Markets, socialism, and communism: a thread
Markets tend to excel at exchanges that are less important (e.g. lemonade) and become monstrous with things that truly matter (e.g. kidneys)
Adam Smith defined economics as being concerned with three broad areas: production (the making of goods and services), consumption (the use of goods and services), and distribution (how the economic product is apportioned: who gets what and how much)
Markets are primarily about the economic sphere of distribution (though market prices affect all three areas), and what I mean when I say they become monstrous with things that matter, is that markets not only provide, but are also a way of rationing & denying goods & services
Now this rationing effect is ok for certain things, like perhaps designer clothing and other luxury goods, but when goods and services that are vital to human life and flourishing are sold in markets, the inevitable result is that some will not have access to them,
because they cannot afford it. That is a kind of structural monstrosity that will inexorably lead to mass human suffering
Is this some kind of dark prophecy? No, it is a description of our current world, in which 9 million people starve to death each year globally. Another 3.5 million perish each year due to lack of access to clean water. Another 1.5 million die due to vaccine-preventable illnesses
And this only really scratches the surface of the structural violence of capitalism, violence which is created and enforced through markets and the maintenance of private property, even at the cost of tens of millions of lives destroyed each and every year
In the field of economics, sometimes this brutality is bundled up under the heading of ‘market failures’, as if to imply that markets don’t mean to do this, it isn’t a case in point of markets simply doing what they do, they simply have failed and may need a correction
This is why most societies place limits on markets for certain things, such as human beings, organs, blood, sexual services, the killing of others, etc., even while allowing and encouraging markets for many other goods and services
But this limiting of markets does not have an immediate connection to communism, which I define and discuss in greater detail here: https://twitter.com/asatarbair/status/1352061678314168320
It is not correct to say capitalism equals markets, and hence communism equals the lack of markets, for instance. Communism has long been understood to be a classless society based on sharing and cooperation, a notion far older than Marxism.
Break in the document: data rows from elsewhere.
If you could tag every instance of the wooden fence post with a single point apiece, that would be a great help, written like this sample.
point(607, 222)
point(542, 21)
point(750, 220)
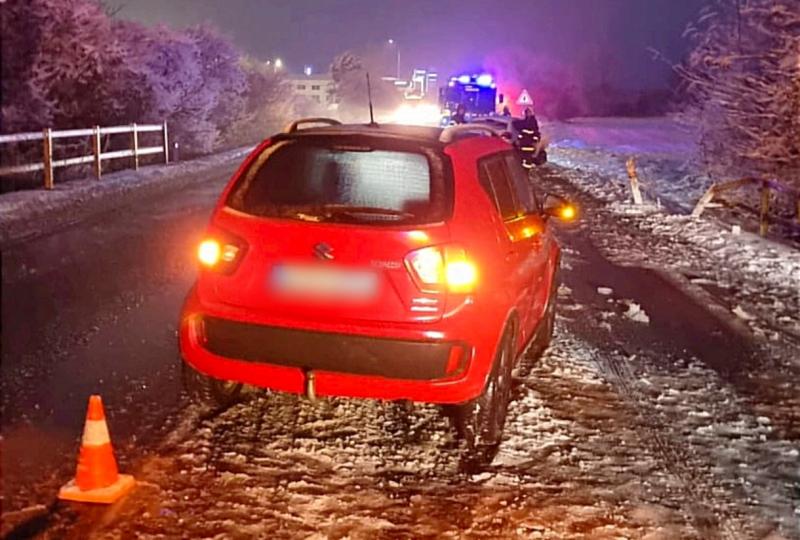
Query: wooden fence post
point(797, 209)
point(166, 143)
point(704, 200)
point(47, 159)
point(97, 151)
point(634, 178)
point(764, 218)
point(135, 144)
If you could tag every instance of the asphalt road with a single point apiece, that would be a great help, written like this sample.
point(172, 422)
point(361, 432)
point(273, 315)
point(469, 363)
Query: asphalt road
point(599, 445)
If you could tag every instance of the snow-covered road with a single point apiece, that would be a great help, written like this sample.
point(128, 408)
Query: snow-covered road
point(667, 406)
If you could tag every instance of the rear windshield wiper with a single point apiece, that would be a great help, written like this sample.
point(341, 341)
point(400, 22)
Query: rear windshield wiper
point(348, 210)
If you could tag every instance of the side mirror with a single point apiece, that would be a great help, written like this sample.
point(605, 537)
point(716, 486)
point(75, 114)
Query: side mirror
point(559, 207)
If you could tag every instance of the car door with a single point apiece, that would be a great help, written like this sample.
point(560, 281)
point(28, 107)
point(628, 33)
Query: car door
point(519, 245)
point(536, 236)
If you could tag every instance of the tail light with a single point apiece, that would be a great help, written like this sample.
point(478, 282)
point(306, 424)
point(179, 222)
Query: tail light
point(221, 253)
point(442, 268)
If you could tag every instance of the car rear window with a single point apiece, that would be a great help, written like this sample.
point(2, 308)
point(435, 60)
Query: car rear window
point(345, 183)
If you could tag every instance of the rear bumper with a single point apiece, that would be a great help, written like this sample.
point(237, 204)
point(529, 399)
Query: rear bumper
point(351, 354)
point(406, 365)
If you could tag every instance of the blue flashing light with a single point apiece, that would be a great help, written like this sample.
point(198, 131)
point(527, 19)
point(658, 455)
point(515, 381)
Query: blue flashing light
point(484, 80)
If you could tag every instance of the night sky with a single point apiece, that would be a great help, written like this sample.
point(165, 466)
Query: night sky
point(600, 38)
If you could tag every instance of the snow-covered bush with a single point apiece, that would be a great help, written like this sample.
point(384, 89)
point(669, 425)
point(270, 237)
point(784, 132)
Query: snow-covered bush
point(67, 64)
point(57, 59)
point(266, 104)
point(743, 87)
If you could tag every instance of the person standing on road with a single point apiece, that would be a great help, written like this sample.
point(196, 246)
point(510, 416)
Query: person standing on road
point(460, 117)
point(529, 140)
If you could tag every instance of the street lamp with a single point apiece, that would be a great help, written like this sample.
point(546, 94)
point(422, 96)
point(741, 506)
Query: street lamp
point(397, 50)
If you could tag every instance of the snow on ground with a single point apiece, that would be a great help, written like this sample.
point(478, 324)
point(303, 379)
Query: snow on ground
point(662, 148)
point(594, 448)
point(28, 213)
point(753, 279)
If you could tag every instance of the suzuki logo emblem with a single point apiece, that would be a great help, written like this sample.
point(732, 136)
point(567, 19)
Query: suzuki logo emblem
point(323, 252)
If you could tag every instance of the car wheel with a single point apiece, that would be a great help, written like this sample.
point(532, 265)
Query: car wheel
point(208, 391)
point(480, 422)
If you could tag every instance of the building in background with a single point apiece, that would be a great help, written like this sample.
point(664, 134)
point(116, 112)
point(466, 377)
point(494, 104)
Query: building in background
point(316, 89)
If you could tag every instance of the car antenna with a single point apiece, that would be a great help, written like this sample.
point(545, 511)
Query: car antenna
point(369, 98)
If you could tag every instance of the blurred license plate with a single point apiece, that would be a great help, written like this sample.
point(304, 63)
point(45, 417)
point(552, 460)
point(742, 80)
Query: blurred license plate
point(324, 281)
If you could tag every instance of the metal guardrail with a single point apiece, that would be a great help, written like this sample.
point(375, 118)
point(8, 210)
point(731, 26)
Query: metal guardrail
point(48, 164)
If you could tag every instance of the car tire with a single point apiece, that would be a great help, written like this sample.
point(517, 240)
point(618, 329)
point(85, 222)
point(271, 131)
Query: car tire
point(208, 391)
point(480, 422)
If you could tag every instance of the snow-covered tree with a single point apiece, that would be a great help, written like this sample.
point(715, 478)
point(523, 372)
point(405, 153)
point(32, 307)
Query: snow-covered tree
point(743, 85)
point(348, 72)
point(57, 59)
point(266, 104)
point(67, 64)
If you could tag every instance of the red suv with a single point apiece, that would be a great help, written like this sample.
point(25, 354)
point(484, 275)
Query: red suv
point(390, 262)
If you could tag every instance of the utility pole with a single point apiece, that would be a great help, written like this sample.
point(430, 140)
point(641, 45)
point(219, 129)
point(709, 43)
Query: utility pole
point(397, 52)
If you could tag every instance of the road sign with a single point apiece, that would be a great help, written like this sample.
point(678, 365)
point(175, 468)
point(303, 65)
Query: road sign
point(524, 98)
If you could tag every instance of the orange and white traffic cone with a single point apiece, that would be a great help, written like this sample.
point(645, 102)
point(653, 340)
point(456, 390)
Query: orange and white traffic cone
point(97, 479)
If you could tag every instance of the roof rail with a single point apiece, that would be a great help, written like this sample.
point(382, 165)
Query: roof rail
point(293, 126)
point(450, 133)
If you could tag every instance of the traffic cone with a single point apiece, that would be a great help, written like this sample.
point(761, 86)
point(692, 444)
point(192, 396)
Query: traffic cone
point(97, 479)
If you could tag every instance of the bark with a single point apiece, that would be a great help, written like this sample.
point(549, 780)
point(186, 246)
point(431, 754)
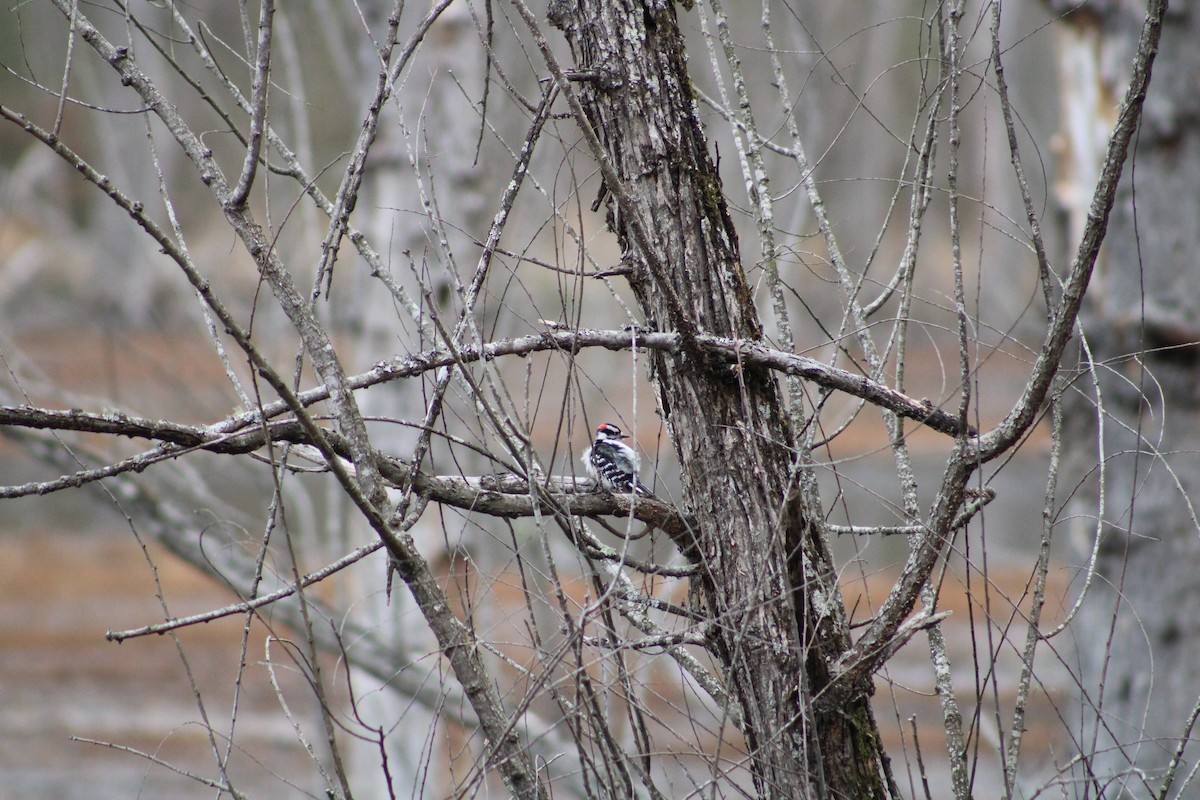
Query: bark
point(767, 577)
point(1140, 636)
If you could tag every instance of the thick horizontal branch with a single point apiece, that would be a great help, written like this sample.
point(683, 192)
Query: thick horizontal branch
point(498, 495)
point(229, 435)
point(733, 352)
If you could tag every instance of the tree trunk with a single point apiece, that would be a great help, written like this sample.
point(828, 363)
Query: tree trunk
point(777, 614)
point(1140, 625)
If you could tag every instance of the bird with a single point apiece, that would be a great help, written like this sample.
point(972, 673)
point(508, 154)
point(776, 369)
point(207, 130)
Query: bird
point(612, 463)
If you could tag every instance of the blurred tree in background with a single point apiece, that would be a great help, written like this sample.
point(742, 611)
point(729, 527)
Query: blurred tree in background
point(345, 290)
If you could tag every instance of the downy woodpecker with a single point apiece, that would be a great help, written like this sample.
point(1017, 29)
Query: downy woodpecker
point(612, 463)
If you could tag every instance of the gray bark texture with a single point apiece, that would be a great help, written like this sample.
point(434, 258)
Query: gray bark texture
point(778, 618)
point(1139, 627)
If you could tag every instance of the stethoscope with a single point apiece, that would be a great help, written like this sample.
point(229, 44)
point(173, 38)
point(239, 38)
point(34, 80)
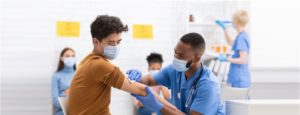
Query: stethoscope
point(193, 88)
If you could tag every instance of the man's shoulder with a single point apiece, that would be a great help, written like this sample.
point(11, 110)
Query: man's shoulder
point(209, 76)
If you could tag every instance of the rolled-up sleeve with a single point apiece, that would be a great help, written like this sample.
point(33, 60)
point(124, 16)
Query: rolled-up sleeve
point(163, 76)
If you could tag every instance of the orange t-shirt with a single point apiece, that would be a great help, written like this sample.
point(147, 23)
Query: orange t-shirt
point(90, 89)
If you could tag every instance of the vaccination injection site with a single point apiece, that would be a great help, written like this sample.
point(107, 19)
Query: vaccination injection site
point(149, 57)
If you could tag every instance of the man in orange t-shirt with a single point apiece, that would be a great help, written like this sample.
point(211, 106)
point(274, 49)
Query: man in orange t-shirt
point(90, 90)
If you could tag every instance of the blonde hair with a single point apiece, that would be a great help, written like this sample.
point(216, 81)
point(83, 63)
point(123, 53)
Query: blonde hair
point(241, 17)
What Marxism adds is a focus on the elimination of exploitation, defined as when those who did not produce surplus value take, own, and control that surplus value.
Since such a society has never existed in the recorded history that we have, whether or not it would contain markets is unknown.
Now there are critiques of markets and the commodity-form in Marx’s writings and in the Marxist tradition more broadly, but these are mostly scattered thoughts, relevant to some time in the future when socialism has been established globally, & the state has begun to wither away
The abolition of markets does not figure in the works that lay out specific policy interventions, such as the Communist Manifesto and Principles of Communism. Here is the famous list of policies from the Manifesto:
It would truly be putting the cart before the horse to say we will abolish markets before we have abolished homelessness, hunger, needless deaths due to lack of health care, and so on.
It will require some period of time under the regime of human-centered socialist development before we are able to do this.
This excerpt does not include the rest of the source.